In fact, users of Vista have an option to disable UAC entirely.  Microsoft will maintain that UAC is functioning as it should--to get in the way of any attempt at elevating user privilege legitimate or otherwise even at the risk of degrading usability and the overall user experience.  It's all about security and how Microsoft's Vista implements enhanced security in an effort to put in the past some of the Windows single-user legacy issues that Windows XP inherited and really never was designed to adequately address.

Microsoft is so confident they believe other O/Ses should follow suit and recently took the position that UAC is designed to annoy you.  Ed Bott of ZDNet, punctuates with Dear Microsoft: Please get UAC right this time, and brings probably the most veracity to understanding any and all issues around Vista.

From my perspective, if I am doing something that annoys me, I'll probably stop doing it or find a way of avoiding it entirely.  Making the case that 'annoyance' was intentionally designed in troubles me and I find it to be less than sincere.

openSUSE GNU/Linux and other Distros make use of sudo.  Sudo does only what it's supposed to do and does it well--it's flexible, you can't by-pass or disable it, and, most of all, it doesn't annoy.

Your thoughts?


 



2 Comments

There were many of these blogs on ZDNet - however they all deteriorated into the black & white Linux-good Microsoft-bad comments - completely useless for any type of information.

Normally, i just find out how to do something then do it. It wasn't until all the comments about UAC did i think about the subject.

- it is annoying to go to the trouble of ""run as administrator"" and then be asked if i really want to

I don't understand the MS logic behind ""restricted"" commands - why didn't they lock certain commands to administrators only and force a logon to different credentials. They could easily do this with "fast user switching"

As it is everyone sets their account as ""administrator"" because it does not seem to make any difference.

Microsoft would have you believe that UAC is operating as it should. Perhaps it was designed by commitee--a very large one?

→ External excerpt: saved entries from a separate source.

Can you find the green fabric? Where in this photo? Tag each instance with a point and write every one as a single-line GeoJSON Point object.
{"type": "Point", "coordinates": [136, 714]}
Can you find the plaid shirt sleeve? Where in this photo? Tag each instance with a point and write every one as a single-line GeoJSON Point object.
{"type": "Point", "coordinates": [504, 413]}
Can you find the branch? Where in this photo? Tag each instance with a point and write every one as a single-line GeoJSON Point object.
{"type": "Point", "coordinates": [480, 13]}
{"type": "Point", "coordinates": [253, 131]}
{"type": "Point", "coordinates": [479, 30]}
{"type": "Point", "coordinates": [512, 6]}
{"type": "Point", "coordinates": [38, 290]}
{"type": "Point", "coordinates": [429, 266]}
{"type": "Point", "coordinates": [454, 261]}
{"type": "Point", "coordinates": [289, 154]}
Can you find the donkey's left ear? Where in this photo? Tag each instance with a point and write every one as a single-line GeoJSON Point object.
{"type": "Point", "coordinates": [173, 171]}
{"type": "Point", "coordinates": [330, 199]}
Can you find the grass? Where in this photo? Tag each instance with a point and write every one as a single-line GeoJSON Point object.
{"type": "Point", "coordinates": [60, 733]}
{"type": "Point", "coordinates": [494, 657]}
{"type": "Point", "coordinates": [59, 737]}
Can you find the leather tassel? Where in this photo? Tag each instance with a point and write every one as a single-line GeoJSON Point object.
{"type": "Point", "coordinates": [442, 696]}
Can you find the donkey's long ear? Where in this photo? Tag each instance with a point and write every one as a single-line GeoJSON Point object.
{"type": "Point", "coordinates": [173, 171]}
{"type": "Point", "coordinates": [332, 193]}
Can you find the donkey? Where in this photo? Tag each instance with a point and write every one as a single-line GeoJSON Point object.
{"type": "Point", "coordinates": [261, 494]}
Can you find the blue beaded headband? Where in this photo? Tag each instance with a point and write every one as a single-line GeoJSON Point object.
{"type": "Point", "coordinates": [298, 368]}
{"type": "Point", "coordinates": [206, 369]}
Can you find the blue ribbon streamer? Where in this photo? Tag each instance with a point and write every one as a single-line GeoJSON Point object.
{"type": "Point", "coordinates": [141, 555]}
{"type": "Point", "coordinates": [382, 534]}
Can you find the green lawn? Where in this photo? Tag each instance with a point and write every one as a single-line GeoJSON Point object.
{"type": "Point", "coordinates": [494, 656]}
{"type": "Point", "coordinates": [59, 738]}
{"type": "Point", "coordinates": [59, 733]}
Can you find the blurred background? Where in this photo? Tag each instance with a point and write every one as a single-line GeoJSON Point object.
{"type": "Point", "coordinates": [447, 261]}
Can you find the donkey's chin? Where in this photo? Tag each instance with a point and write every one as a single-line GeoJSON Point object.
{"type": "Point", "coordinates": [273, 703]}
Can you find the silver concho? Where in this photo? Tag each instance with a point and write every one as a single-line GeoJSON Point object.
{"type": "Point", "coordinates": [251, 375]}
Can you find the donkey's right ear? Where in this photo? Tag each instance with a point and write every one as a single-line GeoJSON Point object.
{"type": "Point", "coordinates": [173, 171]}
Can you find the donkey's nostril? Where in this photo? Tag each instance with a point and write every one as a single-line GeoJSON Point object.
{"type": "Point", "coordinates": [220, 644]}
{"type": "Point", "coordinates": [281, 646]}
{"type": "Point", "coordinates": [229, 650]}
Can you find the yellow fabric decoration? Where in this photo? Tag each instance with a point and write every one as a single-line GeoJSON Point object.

I googled around for UAC/sudo comparisons and stumbled across a Microsoft presentation of the differences found between Microsoft Server 2008 (shares the same SP1 kernel as Vista) and Red Hat Enterprise Linux:

http://www.microsoft.com/windowsserver/compare/webcasts/windows-uac-compared-to-linux-sudo.mspx

You can draw your own conclusions, but I found the presentation to be 'slanted' and suggests that Linux is somehow 'disadvantaged' in application of sudo. Not Really. A system administrator who does poor planning on any system risks 'poor' results.